In an environment where multiple drones are operating simultaneously and potentially alongside crewed aircraft, ELNS can become even more accurate. "Together, all of these different aircraft form a mesh network," Matt explained. "Each aircraft is constantly sending ‘Marco Polo’ ranging signals to every other aircraft, and if even one participant in this network gets a solid GPS fix, it can share that accurate location information with everybody else."

Every aircraft within range of the GPS jammer (red) is joined into a mesh network established by the ELNS system. If even one participant in the network achieves a solid GPS lock, it is able to share accurate position data with all of the other aircraft.

ELNS for All?

Another way to enhance the accuracy of the ELNS system is to take advantage of what Matt calls "signals of opportunity." These are transmissions from sources that have not been explicitly established to facilitate navigation, such as cellphone towers, commercial radio stations, and telecommunications satellites, but which nevertheless can be used to derive location information.

"Google does a version of this with their Street View vans," he said. "When they drive through your neighborhood, not only are they taking photographs, but they are also sniffing for Wi-Fi signals. By comparing the signal strength of various routers, they are able to make extremely accurate estimates as to the van’s location."

Of course, UAS downlinks are nothing more than radio signals, like the transmissions from GPS satellites, which makes it reasonable to ask whether they could also be jammed. Confronted with this question, Matt demurs that he is fully confident that it will work, even on a noisy electronic battlefield, but the actual answer explains why that can’t be published.
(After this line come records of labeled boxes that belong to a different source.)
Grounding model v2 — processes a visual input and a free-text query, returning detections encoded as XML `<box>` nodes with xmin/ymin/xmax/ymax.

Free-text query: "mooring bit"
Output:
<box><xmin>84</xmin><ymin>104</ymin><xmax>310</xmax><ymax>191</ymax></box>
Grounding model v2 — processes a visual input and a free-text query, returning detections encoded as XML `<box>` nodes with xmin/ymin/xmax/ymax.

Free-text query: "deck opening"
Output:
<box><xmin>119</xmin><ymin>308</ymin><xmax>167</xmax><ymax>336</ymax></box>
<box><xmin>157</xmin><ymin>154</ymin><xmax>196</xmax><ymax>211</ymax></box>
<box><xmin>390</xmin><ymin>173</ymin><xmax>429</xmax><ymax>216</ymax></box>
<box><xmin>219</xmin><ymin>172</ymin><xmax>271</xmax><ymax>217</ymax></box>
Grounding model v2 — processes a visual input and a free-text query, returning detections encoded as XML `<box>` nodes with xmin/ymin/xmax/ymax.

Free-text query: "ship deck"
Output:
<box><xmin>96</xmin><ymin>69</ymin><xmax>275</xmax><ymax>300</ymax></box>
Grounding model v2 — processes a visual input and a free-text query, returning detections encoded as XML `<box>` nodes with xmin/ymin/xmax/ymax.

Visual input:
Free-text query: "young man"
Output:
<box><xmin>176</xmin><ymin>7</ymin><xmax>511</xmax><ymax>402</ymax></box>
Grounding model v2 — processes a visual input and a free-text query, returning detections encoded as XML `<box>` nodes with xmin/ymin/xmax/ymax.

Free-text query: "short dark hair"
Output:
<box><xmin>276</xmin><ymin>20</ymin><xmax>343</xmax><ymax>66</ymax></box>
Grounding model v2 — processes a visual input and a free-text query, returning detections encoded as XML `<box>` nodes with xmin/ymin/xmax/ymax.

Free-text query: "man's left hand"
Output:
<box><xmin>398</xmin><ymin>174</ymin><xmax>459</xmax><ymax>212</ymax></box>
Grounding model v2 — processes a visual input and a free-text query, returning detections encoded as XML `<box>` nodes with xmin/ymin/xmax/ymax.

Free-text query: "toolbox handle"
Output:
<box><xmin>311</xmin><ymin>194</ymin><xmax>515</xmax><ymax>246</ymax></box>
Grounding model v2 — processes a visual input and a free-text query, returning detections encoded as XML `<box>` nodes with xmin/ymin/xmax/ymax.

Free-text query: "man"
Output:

Although this technology is strictly the purview of military users at this point, Matt believes that a version of it could be available to civilian users sooner rather than later. "You can extrapolate directly from this to the 5G infrastructure that cellular carriers are rolling out right now to permit high-speed, low-latency internet across their networks," he said.

Spend time talking with drone experts these days and you’ll hear 5G mentioned as a potential solution for remote identification, uncrewed traffic management, beyond visual line of sight operations, and real-time data acquisition—meaning that ELNS might not be such a far-fetched concept for civilian UAS after all.